Building the plug-and-play supply chain is not easy. And it takes time, but a standardised supply chain is easier to manage and will help you understand your costs, while providing customisable solutions to meet the needs of customers in every market.

That said, here are four essentials that are key to implementing a plug-and-play supply chain.

1. Secure C-Level Buy-In and Support

Implementing the plug-and-play supply chain involves hard work, resources, investment and a long-termcommitment with an overlay of risk. To succeed, it must be integrated with the go-to-market process and entire commercial cycle of the enterprise.

Individually, none of these considerations is insurmountable. Collectively, they pose a significant challenge. That’s why, first and foremost, a plug-and-play transformation strategy requires the full support and commitment of the enterprise’s C-suite.

“People are very reluctant to change, and the same is true for organisations,” Gary Keatings, Vice President, Solutions Design, DHL Supply Chain, points out. “Many companies hesitate to invest in these kinds of long-term supply chain projects, opting instead for short-term quarterly savings or cost cutting.”

Therefore, without a mandate from the top, this level of change is nearly impossible to achieve.

2. Get Rid of Averages and Aggregates

Averaged and aggregated data is the enemy of the plugand- play supply chain. A standardised supply chain is built on a customer segmentation strategy. Most organisations still segment by product, customer, geography or division, based on aggregated characteristics, and apply a standard margin or allocated profit. This means that supply chains are designed and operated on aggregates and averages, rather than on actual, granular cost-to-serve data.

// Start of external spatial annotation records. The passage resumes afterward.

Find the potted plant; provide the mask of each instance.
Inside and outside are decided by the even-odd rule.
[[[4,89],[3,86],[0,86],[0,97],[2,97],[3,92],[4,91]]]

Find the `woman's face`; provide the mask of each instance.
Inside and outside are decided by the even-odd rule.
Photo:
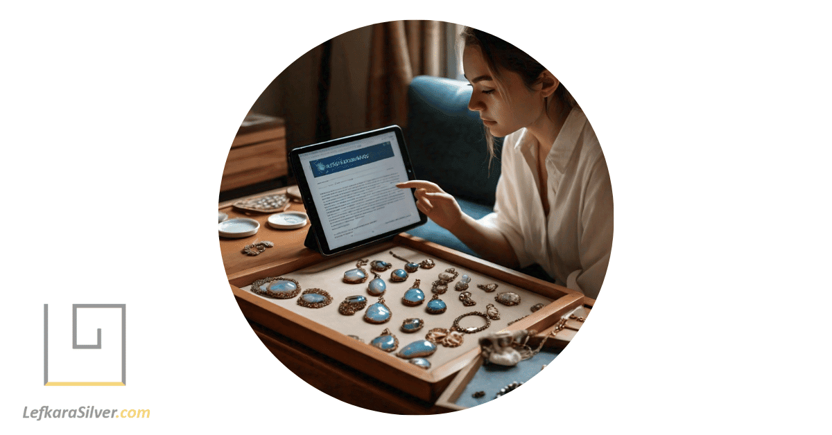
[[[492,135],[505,136],[545,116],[542,96],[527,87],[517,72],[502,72],[502,86],[498,89],[479,47],[465,47],[463,69],[465,78],[473,87],[468,109],[479,112]]]

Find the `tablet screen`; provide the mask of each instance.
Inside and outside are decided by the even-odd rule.
[[[300,148],[293,154],[293,162],[302,171],[298,178],[305,181],[299,184],[308,189],[313,202],[314,224],[319,223],[316,233],[324,250],[362,245],[424,221],[412,190],[395,186],[412,174],[399,127]]]

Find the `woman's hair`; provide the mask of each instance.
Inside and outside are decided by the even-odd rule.
[[[546,68],[539,62],[534,60],[522,50],[500,39],[491,33],[487,33],[482,30],[466,27],[459,35],[462,37],[464,47],[478,47],[483,52],[483,57],[499,85],[500,72],[503,71],[511,71],[520,75],[523,83],[532,88],[540,73]],[[572,97],[569,91],[567,90],[563,83],[557,86],[553,96],[557,98],[562,107],[567,110],[572,108],[580,109],[575,98]],[[508,97],[508,96],[507,96]],[[546,111],[548,112],[549,107],[547,105]],[[488,129],[485,129],[485,139],[488,144],[488,154],[494,157],[494,136],[492,136]]]

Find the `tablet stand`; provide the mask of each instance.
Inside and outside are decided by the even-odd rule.
[[[352,248],[350,250],[345,250],[344,252],[339,252],[338,254],[335,254],[335,255],[337,255],[339,254],[344,254],[346,252],[350,252],[350,251],[355,250],[357,250],[359,248],[366,248],[367,246],[369,246],[370,245],[375,245],[375,244],[379,244],[379,243],[381,243],[381,242],[389,241],[389,240],[392,240],[394,237],[395,237],[395,235],[391,235],[389,237],[384,237],[384,239],[379,239],[378,240],[374,240],[374,241],[373,241],[373,242],[371,242],[369,244],[367,244],[367,245],[362,245],[360,246],[356,246],[356,247]],[[313,227],[312,225],[310,225],[310,230],[309,230],[309,232],[306,233],[306,239],[304,240],[304,246],[306,246],[307,248],[309,248],[309,249],[310,249],[310,250],[317,252],[318,254],[320,254],[321,255],[324,255],[323,252],[320,251],[320,246],[318,245],[318,235],[315,234],[315,232],[314,232],[314,227]]]

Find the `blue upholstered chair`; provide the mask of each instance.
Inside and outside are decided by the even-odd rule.
[[[500,162],[488,164],[479,116],[468,109],[471,87],[465,82],[419,76],[408,92],[404,140],[416,177],[439,185],[456,197],[463,212],[479,219],[491,213],[500,177]],[[497,141],[497,156],[499,144]],[[410,235],[476,255],[458,239],[428,220]]]

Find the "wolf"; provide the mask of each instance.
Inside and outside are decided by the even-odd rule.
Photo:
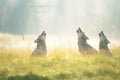
[[[98,53],[92,46],[90,46],[87,43],[87,40],[89,38],[85,35],[85,33],[80,28],[78,28],[76,32],[78,36],[77,44],[78,44],[79,52],[81,54]]]
[[[47,55],[47,48],[46,48],[46,33],[43,31],[38,38],[34,41],[37,43],[37,47],[32,52],[32,56],[46,56]]]
[[[99,38],[100,38],[99,53],[104,53],[104,54],[112,56],[112,53],[108,48],[108,44],[110,44],[110,41],[106,38],[103,31],[99,33]]]

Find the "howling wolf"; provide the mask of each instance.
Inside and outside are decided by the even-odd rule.
[[[85,35],[85,33],[80,28],[78,28],[76,32],[78,35],[79,52],[82,54],[97,53],[97,51],[87,43],[86,40],[88,40],[89,38]]]
[[[46,48],[46,33],[45,31],[43,31],[38,38],[34,41],[35,43],[37,43],[37,47],[35,48],[35,50],[32,53],[33,55],[36,56],[45,56],[47,54],[47,48]]]
[[[100,38],[100,42],[99,42],[99,53],[105,53],[107,55],[112,55],[111,51],[108,48],[108,44],[110,43],[110,41],[106,38],[106,36],[104,35],[103,31],[101,31],[99,33],[99,38]]]

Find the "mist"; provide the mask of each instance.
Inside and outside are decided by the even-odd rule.
[[[103,30],[120,40],[120,0],[0,0],[0,33],[76,37],[81,29],[98,39]],[[63,39],[64,41],[64,39]],[[92,41],[91,41],[92,42]]]

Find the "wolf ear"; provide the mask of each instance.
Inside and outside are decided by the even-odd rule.
[[[105,42],[107,43],[107,44],[110,44],[110,41],[106,38],[105,39]]]
[[[80,27],[78,29],[79,29],[79,31],[82,31]]]
[[[83,38],[84,38],[85,40],[88,40],[88,39],[89,39],[86,35],[84,35]]]
[[[42,35],[45,33],[45,31],[42,32]]]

If a company designs a standardised, core supply chain platform based on this information, it could be designing the wrong foundation. The same holds true for the standardised plug-ins.

The second standardisation essential, therefore, is datadriven analysis of demand dynamics, together with customer and product profitability down to SKU and service-lane level.

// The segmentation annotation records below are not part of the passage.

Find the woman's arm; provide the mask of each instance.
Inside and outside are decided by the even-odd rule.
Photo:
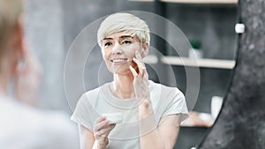
[[[106,149],[109,145],[108,136],[115,124],[110,124],[106,116],[99,117],[93,130],[79,124],[81,149]]]
[[[179,115],[166,115],[156,128],[152,105],[144,101],[140,107],[140,148],[172,149],[179,131]]]
[[[95,143],[94,133],[81,124],[79,124],[80,149],[92,149]]]
[[[137,63],[139,70],[136,71],[130,66],[134,77],[134,93],[136,99],[141,101],[139,107],[140,148],[172,149],[179,130],[179,115],[163,117],[158,128],[156,127],[148,90],[148,74],[143,63],[136,58],[132,60]]]

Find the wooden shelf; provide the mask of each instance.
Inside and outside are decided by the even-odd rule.
[[[158,58],[155,55],[148,55],[143,58],[143,62],[149,64],[155,64],[158,63]]]
[[[155,2],[155,0],[129,0],[135,2]],[[178,4],[238,4],[238,0],[160,0],[165,3],[178,3]]]
[[[149,64],[155,64],[158,58],[155,55],[146,56],[143,61]],[[236,65],[234,60],[221,60],[221,59],[190,59],[188,57],[178,56],[163,56],[161,62],[165,64],[189,66],[189,67],[202,67],[202,68],[216,68],[231,70]]]
[[[236,61],[221,59],[190,59],[188,57],[163,56],[161,61],[166,64],[206,67],[231,70],[236,65]]]

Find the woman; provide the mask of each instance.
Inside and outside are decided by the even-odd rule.
[[[81,148],[173,148],[187,108],[178,88],[148,80],[141,62],[148,53],[148,25],[115,13],[97,38],[113,81],[85,93],[77,104],[72,120],[79,123]],[[105,113],[121,113],[123,123],[111,123]]]
[[[78,133],[67,115],[36,108],[41,68],[24,44],[23,5],[0,0],[0,148],[75,149]]]

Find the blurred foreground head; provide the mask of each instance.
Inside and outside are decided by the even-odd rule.
[[[0,0],[0,74],[14,75],[22,55],[22,0]]]

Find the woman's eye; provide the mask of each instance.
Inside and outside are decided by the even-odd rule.
[[[130,43],[132,43],[131,41],[123,41],[123,44],[130,44]]]
[[[106,43],[104,43],[104,47],[110,46],[110,45],[111,45],[111,42],[106,42]]]

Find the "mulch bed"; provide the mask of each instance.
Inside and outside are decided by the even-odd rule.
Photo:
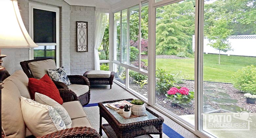
[[[184,80],[184,83],[179,85],[180,86],[188,88],[190,90],[193,90],[194,89],[194,81]],[[236,99],[238,101],[237,103],[232,104],[224,104],[224,105],[234,105],[240,107],[242,108],[244,108],[245,109],[248,109],[252,112],[256,112],[256,104],[249,104],[246,103],[246,98],[244,96],[244,93],[241,92],[239,90],[234,88],[232,84],[220,83],[216,82],[204,82],[204,86],[208,87],[215,86],[218,88],[226,90],[226,93],[231,96],[230,99]],[[144,86],[142,89],[136,83],[130,83],[129,87],[139,93],[147,98],[148,86],[146,84]],[[205,93],[204,95],[209,99],[209,96]],[[217,98],[218,96],[215,97]],[[195,114],[194,101],[192,101],[192,104],[191,105],[184,106],[181,107],[180,106],[172,104],[172,101],[165,100],[166,97],[163,94],[156,95],[156,102],[162,107],[178,115],[194,114]],[[211,107],[215,109],[219,109],[220,108],[218,103],[212,102],[210,100],[205,101],[204,103],[209,105]],[[226,111],[220,110],[215,112],[225,112]]]

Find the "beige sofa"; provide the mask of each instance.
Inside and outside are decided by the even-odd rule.
[[[9,137],[23,138],[32,135],[26,127],[23,120],[20,102],[21,96],[30,98],[28,87],[28,81],[29,79],[24,72],[18,70],[3,82],[4,84],[2,92],[2,127],[6,136]],[[93,128],[92,124],[78,101],[64,103],[62,106],[71,118],[72,128],[85,127],[83,130],[90,131],[88,132],[91,136],[86,137],[100,137],[96,130],[91,128]],[[85,129],[85,128],[89,128]],[[74,137],[79,136],[76,135]]]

3. Institutionalize the Building Blocks

Standardising the supply chain means rolling out common platforms to achieve worldwide consistency with operational rigor. For most organisations, this is difficult – a key reason for which is the lack of a centralised enterprise knowledge library.

“One of the biggest challenges we faced in the past is we were solving the same supply chain problem over and over again, all around the world,” says Keatings. “We had to build an institutional corporate ‘memory’ of best practises so they could be replicated. We created a library of supply chain solution templates so we could serve customers more effectively and efficiently.”

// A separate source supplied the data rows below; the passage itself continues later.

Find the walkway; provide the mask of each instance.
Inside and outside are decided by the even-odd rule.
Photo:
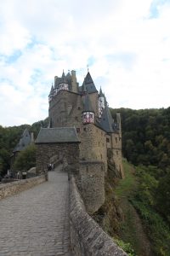
[[[67,173],[0,201],[0,256],[70,256]]]

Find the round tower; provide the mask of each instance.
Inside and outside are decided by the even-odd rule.
[[[49,93],[49,96],[48,96],[48,102],[51,102],[51,100],[54,96],[54,86],[53,86],[53,84],[52,84],[51,90],[50,90],[50,93]]]
[[[101,118],[103,108],[105,108],[105,95],[102,92],[101,87],[99,90],[99,95],[98,98],[98,104],[99,104],[99,118]]]
[[[94,112],[92,108],[88,93],[83,96],[82,123],[93,124],[94,122]]]
[[[66,78],[65,76],[64,71],[63,71],[61,80],[59,83],[57,92],[61,90],[69,90],[69,84],[67,83],[67,80],[66,80]]]

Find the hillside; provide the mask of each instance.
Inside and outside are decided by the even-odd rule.
[[[3,127],[0,125],[0,176],[3,176],[10,167],[10,155],[18,143],[26,128],[34,133],[36,138],[41,125],[47,127],[48,119],[29,125],[20,126]]]

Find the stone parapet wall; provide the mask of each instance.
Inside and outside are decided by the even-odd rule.
[[[7,196],[31,189],[46,181],[45,175],[21,179],[13,183],[0,184],[0,200]]]
[[[70,224],[75,256],[128,255],[87,213],[73,177],[70,182]]]

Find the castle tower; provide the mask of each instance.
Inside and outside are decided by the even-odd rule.
[[[98,100],[98,104],[99,104],[99,118],[101,118],[103,109],[105,108],[105,95],[102,92],[101,87],[99,90],[99,100]]]
[[[52,84],[51,90],[50,90],[50,93],[49,93],[49,96],[48,96],[48,102],[51,102],[51,100],[53,98],[53,96],[54,96],[54,86],[53,86],[53,84]]]
[[[94,112],[93,110],[88,93],[86,92],[83,97],[82,123],[92,124],[94,122]]]
[[[76,76],[75,70],[71,70],[71,91],[77,93],[78,92],[78,83],[76,82]]]
[[[69,90],[68,82],[67,82],[66,78],[65,76],[64,71],[63,71],[61,80],[60,81],[59,86],[57,88],[57,92],[59,92],[60,90]]]
[[[98,116],[99,116],[98,90],[95,87],[95,84],[92,79],[92,77],[91,77],[89,72],[88,72],[88,73],[84,79],[82,86],[82,94],[83,94],[84,86],[86,86],[86,90],[88,92],[92,108],[94,111],[94,116],[95,116],[95,118],[98,118]]]

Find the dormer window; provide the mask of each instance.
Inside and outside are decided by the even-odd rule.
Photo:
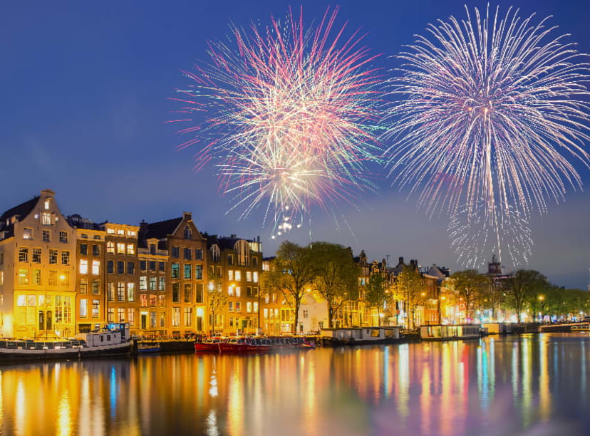
[[[51,212],[43,212],[41,214],[41,224],[43,226],[51,225]]]

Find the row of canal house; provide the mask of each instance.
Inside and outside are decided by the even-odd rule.
[[[213,323],[254,333],[262,271],[259,239],[204,236],[188,212],[139,225],[66,217],[45,190],[0,217],[0,336],[68,337],[123,321],[147,336],[205,333]],[[216,320],[209,274],[229,295]]]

The knowledge library contains solution templates for 80 percent of supply chain requirements around the world, based on best practises and processes. The remaining 20 percent of supply chain requirements can be broken out into standardised templates that are mapped to more tailored needs of markets, countries, customers, products, channels and so on. These templates get ‘filed’ in the library and are available for use across the enterprise. ‘Users’ map the supply chain in question against the database of solutions and come up with best-case cross correlations.

Building and then institutionalizing plug-and-play solutions and templates, is the third implementation essential.

4. Invest in the Information Supply Chain

High quality, accurate information is the foundation for, and enabler of, the plug-and-play supply chain, and forms the basis for making the right standardisation decisions. It is critical, that companies invest in the technology that enables them to spot and understand patterns, capture and analyse total cost, identify opportunities and make better decisions. Decisions that help drive growth.

“Enterprise data is vastly underutilised,” argues Accenture in a recent report. “Data ecosystems are complex and littered with data silos, limiting the value that organisations can get out of their own data by making it difficult to get to.”

To unlock that value, and better inform supply chain decision-making, Accenture suggests companies treat data as a supply chain, and do what is necessary to enable the flow of information and analytics across the organisation and its partner ecosystem.

Continuous Rigor Required

Sustaining standardisation over the long term can be difficult, especially for companies with high rates of innovation and frequent product launches. This is why leading companies establish clear criteria for additions or changes to the standardised building blocks. That is not to say that plug-and-play solutions do not change. As Keatings notes, “We are constantly challenging ourselves to innovate and improve the solution templates. This keeps them relevant to current conditions and requirements.”

The potential rewards for this strategic rigor are considerable. A recent PWC study found that, as a result of reducing supply chain complexity, leaders enjoy 30 percent higher EBIT margins than their average peers.